Peru debates 'sport' of bullfighting
Some say it's tradition, others say it's just plain cruel
First Catalonia outlawed bullfighting, which the Economist likened to a German state banning wurst or a French region condemning berets.
Now Peru's minister of culture has said the sport is "terrible" and that it causes excessive suffering for the animals.
So is bullfighting on the way out? Is it a "tradition of tragedy," as PETA claims, that kills 250,000 bulls annually?
Activists who gathered in Lima last week to protest the mistreatment of bulls would seem to agree. "Bullfighting promotes violence, torture and cruelty to animals for no reason," William Soberon, of the Anti-Bullfighting Front of Peru, told La Republica. "We're not in the colonial era."
Peru's newly appointed minister of culture, Susana Baca, said she felt sorry for the animals and that she cried when she once attended a cockfight. "I've never been to a bullfight but from the little I've seen in the media, I know it's terrible and I had to close my eyes," she said on the program "Buenos Dias, Peru."
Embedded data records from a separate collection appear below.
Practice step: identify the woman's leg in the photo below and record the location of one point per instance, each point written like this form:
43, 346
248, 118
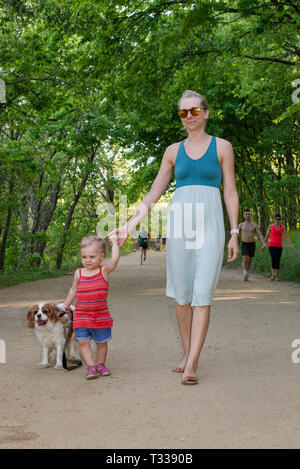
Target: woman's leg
199, 327
184, 315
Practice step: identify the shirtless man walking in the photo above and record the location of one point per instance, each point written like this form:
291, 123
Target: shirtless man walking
249, 229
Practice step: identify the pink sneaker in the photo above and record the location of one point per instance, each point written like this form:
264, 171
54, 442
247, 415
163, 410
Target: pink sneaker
92, 372
102, 370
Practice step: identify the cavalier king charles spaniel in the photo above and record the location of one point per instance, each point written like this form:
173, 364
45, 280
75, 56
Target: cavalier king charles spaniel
53, 330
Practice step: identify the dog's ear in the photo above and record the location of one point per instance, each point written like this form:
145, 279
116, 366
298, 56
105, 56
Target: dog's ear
31, 317
52, 311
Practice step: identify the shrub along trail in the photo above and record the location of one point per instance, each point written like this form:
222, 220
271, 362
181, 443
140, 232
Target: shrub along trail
248, 392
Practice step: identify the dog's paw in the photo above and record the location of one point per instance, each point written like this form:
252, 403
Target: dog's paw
59, 367
43, 365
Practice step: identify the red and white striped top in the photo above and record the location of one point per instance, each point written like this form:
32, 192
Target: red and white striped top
91, 309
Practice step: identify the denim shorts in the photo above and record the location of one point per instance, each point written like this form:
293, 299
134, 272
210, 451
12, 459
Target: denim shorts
99, 335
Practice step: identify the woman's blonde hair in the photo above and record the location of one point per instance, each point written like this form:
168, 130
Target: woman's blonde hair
88, 240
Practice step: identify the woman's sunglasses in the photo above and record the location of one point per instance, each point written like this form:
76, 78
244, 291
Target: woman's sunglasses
195, 111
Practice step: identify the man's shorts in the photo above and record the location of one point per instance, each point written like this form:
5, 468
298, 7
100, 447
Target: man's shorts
248, 249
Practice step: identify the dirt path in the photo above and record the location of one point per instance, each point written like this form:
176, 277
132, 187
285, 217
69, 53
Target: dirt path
247, 397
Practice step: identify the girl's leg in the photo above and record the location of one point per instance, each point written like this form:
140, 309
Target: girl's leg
86, 352
200, 322
184, 315
101, 352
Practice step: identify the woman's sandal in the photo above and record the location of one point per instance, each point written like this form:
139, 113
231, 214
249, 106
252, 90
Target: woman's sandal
190, 380
177, 369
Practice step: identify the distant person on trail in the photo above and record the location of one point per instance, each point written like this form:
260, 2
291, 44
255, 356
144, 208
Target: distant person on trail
249, 229
143, 243
275, 233
92, 318
196, 234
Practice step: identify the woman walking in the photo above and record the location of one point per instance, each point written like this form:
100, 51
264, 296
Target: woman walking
275, 233
195, 240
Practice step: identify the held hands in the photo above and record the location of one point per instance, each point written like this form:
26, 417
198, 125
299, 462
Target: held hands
118, 236
233, 248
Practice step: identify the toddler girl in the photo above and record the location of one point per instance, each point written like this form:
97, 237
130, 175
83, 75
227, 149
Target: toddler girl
92, 319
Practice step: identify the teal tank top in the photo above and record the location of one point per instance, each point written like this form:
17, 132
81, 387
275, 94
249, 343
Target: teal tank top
205, 171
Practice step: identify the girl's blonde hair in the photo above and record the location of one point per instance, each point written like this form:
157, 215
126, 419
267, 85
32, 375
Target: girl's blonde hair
88, 240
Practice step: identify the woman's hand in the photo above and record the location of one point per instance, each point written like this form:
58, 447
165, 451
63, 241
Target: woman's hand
121, 234
233, 248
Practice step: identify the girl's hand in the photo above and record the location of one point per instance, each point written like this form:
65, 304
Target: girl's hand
233, 248
119, 235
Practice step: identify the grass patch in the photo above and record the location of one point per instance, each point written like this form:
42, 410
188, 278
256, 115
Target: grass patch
16, 276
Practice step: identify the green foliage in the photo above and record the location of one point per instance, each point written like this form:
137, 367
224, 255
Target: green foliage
91, 104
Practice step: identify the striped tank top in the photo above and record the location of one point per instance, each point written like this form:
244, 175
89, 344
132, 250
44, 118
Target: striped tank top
91, 309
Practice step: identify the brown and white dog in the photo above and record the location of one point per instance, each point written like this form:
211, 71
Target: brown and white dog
53, 330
But protests against bullfighting are nothing new in Peru. And comments by Baca that she would analyze the practice during her tenure quickly sparked controversy.
Bullfighter Fernando Roca Rey told La Republica that bullfighting should be seen as a cultural event and that "the minister can give her opinion, but that cannot be applied to the whole country." Bullfighting celebrations have been held in Peru since 1766 and the Plaza de Toros de Acho bullring is the oldest in the Americas and second-oldest in the world, reports AFP.
And the Spanish government recently dealt a blow to efforts to outlaw the sport when it ruled that bullfighting is an "artistic discipline and cultural product." The country's Ministry of Culture will now be responsible for the "development and protection" of bullfighting, a move that supporters hope is a step toward protecting the tradition from further regional bans.
Bullfighting is also practiced in Portugal and the south of France and is widespread in Latin America. Mexico City's Plaza Mexico arena is the biggest in the world with seats for up to 55,000.
And while public opinion might be swinging away from bullfighting — a poll last year for El Pais found 60 percent of Spaniards did not enjoy bullfighting — the sport still has big-name supporters. Peruvian novelist and Nobel laureate Mario Vargas Llosa campaigned to convince UNESCO to classify bullfighting as part of Spain's national heritage.
And in novelist Ernest Hemingway, the sport found one of its most enduring voices of support. The art of the bullfighting, Hemingway wrote in "Death in the Afternoon," "is the only art in which the artist is in danger of death and in which the degree of brilliance in the performance is left to the fighter's honor."